One of my close friends introduced me to Jason Robert Brown’s musical The Last Five Years when we were freshmen, and I’ve been listening to the original cast recording regularly ever since. I’ve never seen the stage production itself, and that added degree of separation gave me an uncanny feeling while watching writer-director Richard LaGravenese’s film adaptation. The film was like an interesting person I’d heard a lot about from mutual friends but had never directly interacted with. That said, our long-awaited meeting was pleasant – but not without its disappointments.
The film succeeds in adapting the musical’s narrative structure. The story, based on Brown’s own failed marriage, plays out as a series of vignettes, alternating between a husband and wife’s perspectives. Cathy Hiatt’s (Anna Kendrick) timeline begins at the end of her marriage to Jamie Wellerstein’s (Jeremy Jordan) and moves in reverse. The resulting tonal shifts are often wrenching but never feel unnatural. The director hews loyally to the arc of the musical and keeps its complicated emotional core intact.

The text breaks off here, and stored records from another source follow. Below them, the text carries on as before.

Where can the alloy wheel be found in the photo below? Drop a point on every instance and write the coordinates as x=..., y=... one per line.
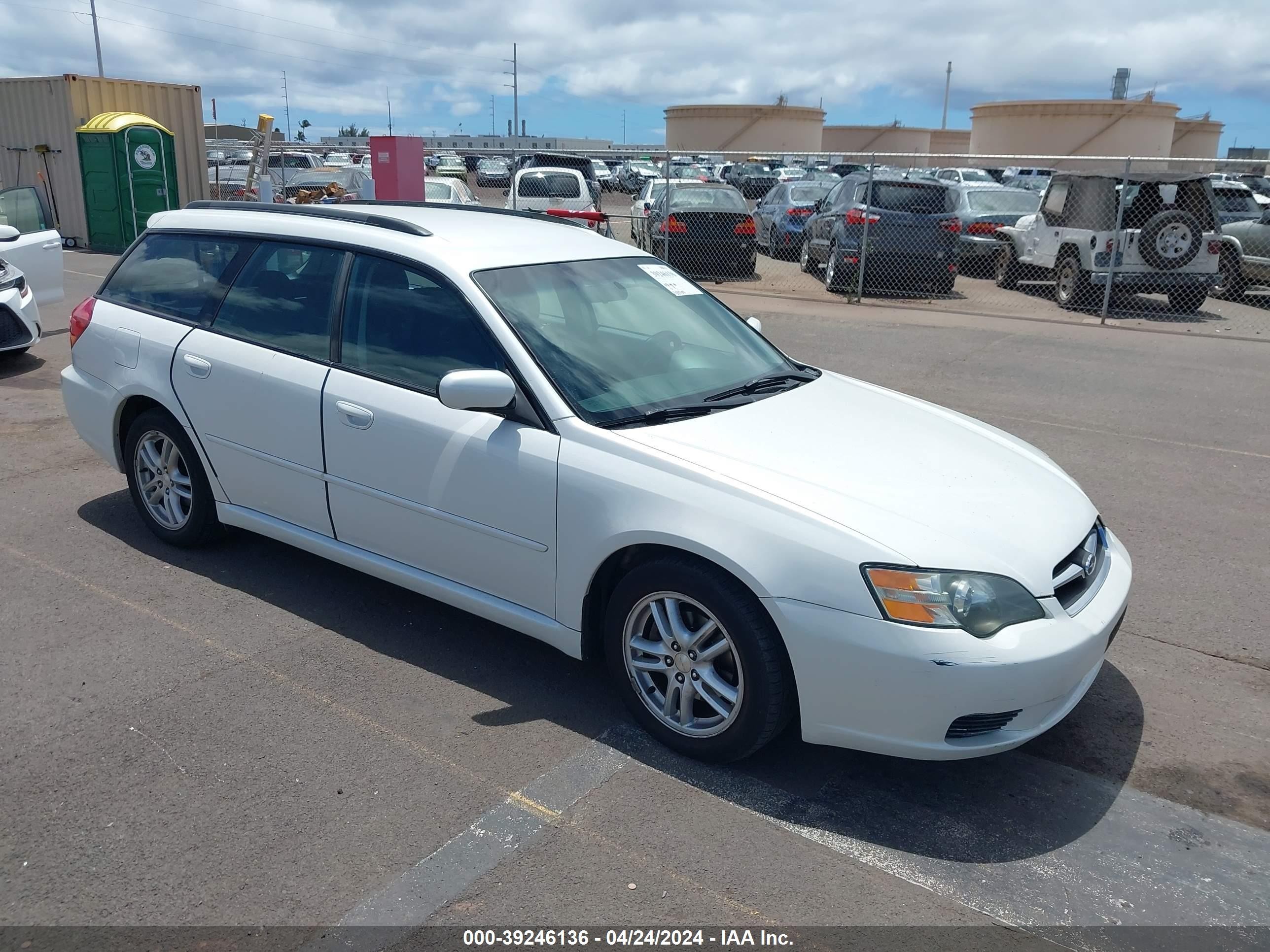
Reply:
x=684, y=664
x=163, y=480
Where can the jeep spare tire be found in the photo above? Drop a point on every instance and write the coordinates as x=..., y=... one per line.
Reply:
x=1170, y=240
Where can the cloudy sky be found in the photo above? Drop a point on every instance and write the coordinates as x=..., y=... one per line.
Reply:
x=585, y=64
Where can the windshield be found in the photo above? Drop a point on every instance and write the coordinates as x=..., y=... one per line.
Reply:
x=549, y=184
x=623, y=337
x=718, y=200
x=810, y=193
x=1231, y=200
x=989, y=200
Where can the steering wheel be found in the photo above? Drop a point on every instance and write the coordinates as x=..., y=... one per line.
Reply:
x=666, y=340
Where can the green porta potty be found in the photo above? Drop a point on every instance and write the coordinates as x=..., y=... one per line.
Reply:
x=129, y=163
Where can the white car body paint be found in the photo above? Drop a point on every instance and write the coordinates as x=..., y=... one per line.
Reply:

LaGravenese does make one critical departure from the source. Stage versions of the musical keep Cathy and Jamie totally isolated until their storylines meet. The film translates this separation into stilted, one-sided interactions between the characters, but it works. As one lover sings, the other stays mostly silent, reacting with gestures or minimal verbal responses. I found this stylistic choice bizarrely thrilling. It’s an ingenious way to visually illustrate two people growing apart.
There’s a great example of this in one of my favorite moments in the film. During Cathy’s best solo, the rousing “I Can Do Better Than That,” Jamie drives with Cathy on his way to meet her parents. The shot is framed from the driver’s side of the car. Jamie is on the right side of the shot, closer to the camera, looking off-screen towards the road ahead. Cathy sits against her side of the car and faces Jamie directly as she sings. At this point in the film we’ve been heavily reminded that their marriage goes south, and this 30-second shot creates an invisible but undeniable barrier between them.
Cinematographer Steven Meizler’s distinct use of color helps to establish the film’s timeline. Scenes set in the early part of Jamie and Cathy’s marriage are lit in bright, glossy hues that befit their respective summers in New York and Ohio. As their relationship deteriorates, the color palette becomes noticeably funereal, with heavy emphasis on blacks, grays and strong shadows. The colors unsubtly embody the metaphorical death of the relationship, but the aesthetic is effective in its simplicity.
Indeed substance, not style, is where The Last Five Years runs into trouble. Jason Robert Brown’s music is lively and irresistible, but his lyrics only skim the surface of Cathy and Jamie’s marital woes. Some of the songs address their deeper individual problems head-on, but even then it’s just through a few choice words.
“A Miracle Would Happen” gives Jamie the chance to playfully explain his temptation to pursue other women as his literary career takes off, and the corresponding sequence in the film offers one of the sharpest integrations of Brown’s music into the narrative. But later, the sinister lament “Nobody Needs to Know” fails to identify his issues with the marriage beyond fleeting mentions of his struggles to remain faithful to his wife’s demands. Cathy’s challenges are similarly skimmed over as none of her solos quite capture her grievances with Jamie. We see glimpses of their crumbling marriage but don’t learn enough about the deeper problems driving these two apart.
The source material’s shortcomings reduce the plot to unfortunate tropes. Jamie’s infidelity and Cathy’s devotion are overemphasized. Brown’s musical identifies flaws in both spouses, but LaGravenese’s film squarely pegs Jamie and Cathy as respective marital villain and victim. I could dig in to interpret the hints that the songs drop about their evenly shared responsibility for the relationship’s collapse, but the film doesn’t present it in a way that makes me care.
Both Kendrick and Jordan deliver vibrant, committed performances, and have excellent musical chops to boot. The rub is that their characters aren’t especially interesting under scrutiny. I accepted what was happening onscreen on the music’s merit, but the film felt largely like one long music video: an extended montage meant to be accepted without much questioning.
Jamie’s a rising novelist, Cathy’s a struggling actress and they’re falling out of love. But this is what they do, not who they are. And I felt as if Brown and LaGravenese meant for me to simply go along with that sparse overview of their intersecting character arcs. That sense of laziness cheapens my genuine enjoyment of The Last Five Years.
It’s tremendously easy to fall in love with the idea of someone. There’s not a person reading this who hasn’t fallen into that trap, myself included, and the fallacy helps explain my feelings on The Last Five Years. I built up an admittedly romanticized idea of what the film adaptation would be and led myself to believe that there was a great deal of depth to the musical beyond its collection of catchy songs. The truth is that The Last Five Years looks and sounds pretty, but is an ultimately superficial exploration of broken romance.